Nikko

Nous revoilà partis pour un autre road trip direction Hokkaido ! 

Autant vous dire que l’on a beaucoup de route pour rallier l’île nord du Japon. 

Notre première escale se fait proche de Nikko. Au programme : visite touristique et randonnée. 

Nous sommes donc allés en direction du Toshogu des Tokugawa. Puissante famille ayant dirigé le Japon durant des centaines d’années, les Tokugawa ont participé à l’unification du pays tel qu’on le connaît aujourd’hui. 

Le Toshogu est un magnifique temple, entouré de très beaux bâtiments, sous l’ombre d’arbres gigantesques. Le temps semblait figé dans le passé, malgré les touristes, les guides et les appareils photo. 

Suivant le flot, nous avons visité un petit temple perdu au bout d’un escalier de pierre, recouvert d’un duvet de mousse. La nature transforme petit à petit ce lieu, l’absorbant et donnant l’impression qu’elle est la créatrice de cette architecture.

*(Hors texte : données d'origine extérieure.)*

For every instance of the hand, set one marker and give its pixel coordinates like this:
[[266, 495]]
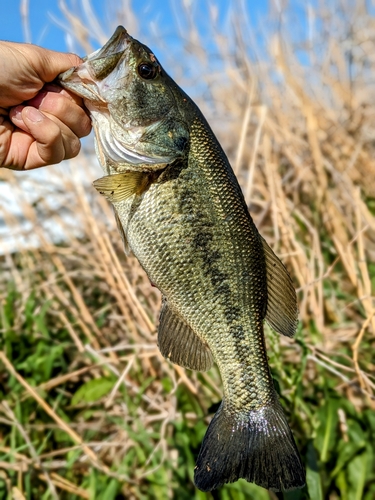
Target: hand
[[40, 123]]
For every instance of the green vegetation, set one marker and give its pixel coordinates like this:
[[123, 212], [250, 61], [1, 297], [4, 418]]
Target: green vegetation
[[88, 407]]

Un très beau moment un peu épuisant à force de monter les marches.

Poursuivant la visite du Toshogu, nous enlevons nos chaussures pour assister à une prière dans le temple principal. À genoux devant la prêtresse, nous suivons l’exemple de nos frères et soeurs de cultes, dans une incompréhension totale. Pas d’anglais dans cette partie plus pieuse que les autres.

Cependant, cela ne fut pas le cas partout. Dans la Chambre du Dragon qui pleure, nous sommes passés devant tout le monde pour avoir les meilleures places, sous l’insistance du moine. 

Le speech en anglais était simple : “no sound here, sound here, no sound here”.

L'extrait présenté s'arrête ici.